As tensions with the American colonies grew, King George III stationed revenue cutters, armed customs patrol vessels, along the American coastline to prevent smuggling, enforce the payment of taxes, and impose the authority of the Crown.  One of the most notorious of these ships was the HMS Gaspee, stationed in Rhode Island’s Narragansett Bay.  The Gaspee and its captain, Lt. William Dudingston were known for destroying fishing vessels, unjustly seizing cargo, and flagging down ships that had properly passed custom inspection in Newport only to interrogate and humiliate the colonials. 

“The British armed forces had come to regard almost every local merchant as a smuggler and a cheat,” wrote author Nick Bunker about the era.  Rhode Islanders chafed at this egregious disruption of their liberty at sea, for “out of all the colonies, Rhode Island was the one where the ocean entered most deeply into the lives of the people.”  Something was bound to give.

The spark was lit on June 9, 1772, when the Gaspee attempted to stop the Hannah, a swift Rhode Island trading sloop that ran routes to New York through Long Island Sound, bound that afternoon for Providence from Newport. When the Gaspee sought to hail and board the Hannah, the Hannah’s captain, Benjamin Lindsey, ignored Dudingston’s commands. As the Gaspee gave chase, Captain Lindsey veered north toward Pawtuxet Cove toward the shallows off Namquid Point—known today as Gaspee Point—knowing that the tide was low and that the Hannah drew less water than the Gaspee.  The Hannah shot over the shallows, but the larger ship ran dead into a sandbar and stuck fast in a falling tide.

Lindsey wasted no time in reporting the Gaspee’s predicament to his fellow Rhode Islanders, who rallied at the sound of a beating drum to Sabin’s Tavern. They resolved to end once and for all the Gaspee’s menace in Rhode Island waters.

That night, the men shoved off from Fenner’s Wharf, paddling eight longboats quietly down Narragansett Bay, under a moonless sky, toward the still-stranded Gaspee.  As told by Commander Benjamin F. Armstrong in Naval History Magazine[1], they were led by Captain Lindsey and Abraham Whipple, a merchant captain who had served as a privateer in the French and Indian War and who would go on to command a Continental Navy squadron in the Revolution.  Armstrong describes the excursion as “an increasingly rowdy group of Rhode Islanders who were ready to strike out at the oppressive work of the Royal Navy.”

Beware increasingly rowdy groups of Rhode Islanders, will be our lesson.

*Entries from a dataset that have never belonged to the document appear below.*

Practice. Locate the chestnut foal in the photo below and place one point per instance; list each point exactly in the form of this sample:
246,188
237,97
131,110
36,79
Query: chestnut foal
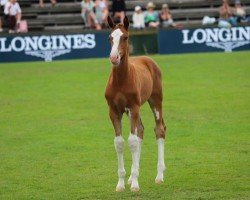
132,82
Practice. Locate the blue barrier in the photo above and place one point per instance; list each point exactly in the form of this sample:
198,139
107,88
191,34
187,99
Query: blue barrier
203,40
53,47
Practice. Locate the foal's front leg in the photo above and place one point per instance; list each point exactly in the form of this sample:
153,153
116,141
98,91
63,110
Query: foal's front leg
134,145
119,146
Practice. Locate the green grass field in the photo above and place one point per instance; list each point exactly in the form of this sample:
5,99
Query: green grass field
56,140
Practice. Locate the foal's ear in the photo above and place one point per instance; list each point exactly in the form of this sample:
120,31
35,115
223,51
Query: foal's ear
110,22
126,22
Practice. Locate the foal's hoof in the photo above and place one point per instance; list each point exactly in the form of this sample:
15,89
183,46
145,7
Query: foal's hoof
120,189
134,189
129,181
159,181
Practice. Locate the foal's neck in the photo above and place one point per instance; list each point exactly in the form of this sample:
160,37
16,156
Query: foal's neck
121,72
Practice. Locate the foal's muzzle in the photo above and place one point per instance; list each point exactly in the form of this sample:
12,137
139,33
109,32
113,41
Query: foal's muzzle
115,59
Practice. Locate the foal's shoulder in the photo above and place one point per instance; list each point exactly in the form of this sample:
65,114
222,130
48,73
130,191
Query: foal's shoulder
141,59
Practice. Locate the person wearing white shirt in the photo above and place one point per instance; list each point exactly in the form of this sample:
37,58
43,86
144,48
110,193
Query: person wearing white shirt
13,11
2,3
41,2
138,18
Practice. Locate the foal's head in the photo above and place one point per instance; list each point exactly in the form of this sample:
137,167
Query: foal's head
119,40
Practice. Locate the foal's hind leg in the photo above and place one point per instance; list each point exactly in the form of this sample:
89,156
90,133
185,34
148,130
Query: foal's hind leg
140,129
155,103
119,147
134,144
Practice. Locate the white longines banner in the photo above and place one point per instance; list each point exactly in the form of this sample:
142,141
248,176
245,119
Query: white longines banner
53,47
204,40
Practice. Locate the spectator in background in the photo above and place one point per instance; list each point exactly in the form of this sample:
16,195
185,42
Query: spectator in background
240,12
41,2
226,19
151,16
118,8
138,18
88,14
13,11
2,3
166,17
102,11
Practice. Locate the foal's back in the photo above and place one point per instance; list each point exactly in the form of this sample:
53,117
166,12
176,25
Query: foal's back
149,76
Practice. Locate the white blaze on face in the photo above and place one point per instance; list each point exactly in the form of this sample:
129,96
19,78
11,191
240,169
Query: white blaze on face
116,35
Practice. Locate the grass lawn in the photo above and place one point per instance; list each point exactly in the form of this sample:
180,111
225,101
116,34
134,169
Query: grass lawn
56,139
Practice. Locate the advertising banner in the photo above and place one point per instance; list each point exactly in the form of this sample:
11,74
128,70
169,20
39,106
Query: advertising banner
203,40
16,48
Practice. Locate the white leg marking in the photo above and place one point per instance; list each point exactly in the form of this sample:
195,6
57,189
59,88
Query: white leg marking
116,35
139,156
119,144
161,164
157,114
134,148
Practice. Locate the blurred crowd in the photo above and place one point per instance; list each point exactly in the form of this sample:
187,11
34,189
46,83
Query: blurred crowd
94,15
228,16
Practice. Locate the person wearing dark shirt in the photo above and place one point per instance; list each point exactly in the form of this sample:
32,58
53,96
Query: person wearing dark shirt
118,8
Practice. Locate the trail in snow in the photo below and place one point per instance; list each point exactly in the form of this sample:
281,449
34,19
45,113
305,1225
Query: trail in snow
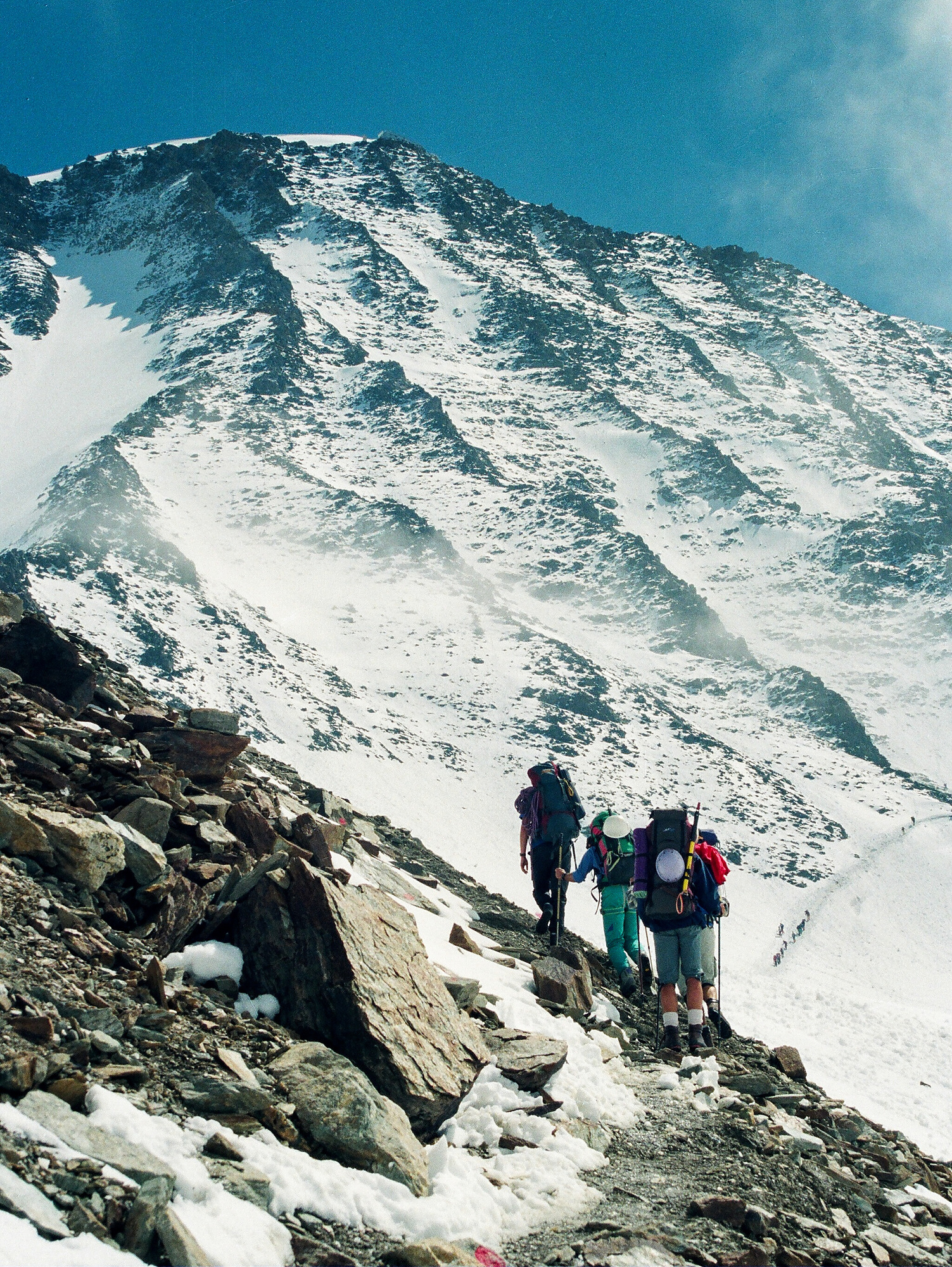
865,998
865,862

The boats silently surrounded the Gaspee, then shouted for Lt. Dudingston to surrender the ship.  Surprised and enraged, Dudingston refused.  Armstrong recounts the fierce, if brief, fight that ensued:

Dudingston shouted down the hatch, calling for his crew to hurry on deck whether they had clothes on or not, and then ran to the starboard bow, where the first of the raiding boats were coming alongside the ship.  He swung at the attackers with his sword, pushing the first attempted boarder back into the boat.  Then a musket shot rang out.  The ball tore through the lieutenant’s left arm, breaking it, and into his groin.  He fell back on the deck as the raiders swarmed over the sides of the ship.  Swinging axe handles and wooden staves, the raiders beat the British seamen back down the hatchway and kept them belowdecks.  Dudingston struggled aft and collapsed in his own blood at the companionway to his cabin at the stern of the ship.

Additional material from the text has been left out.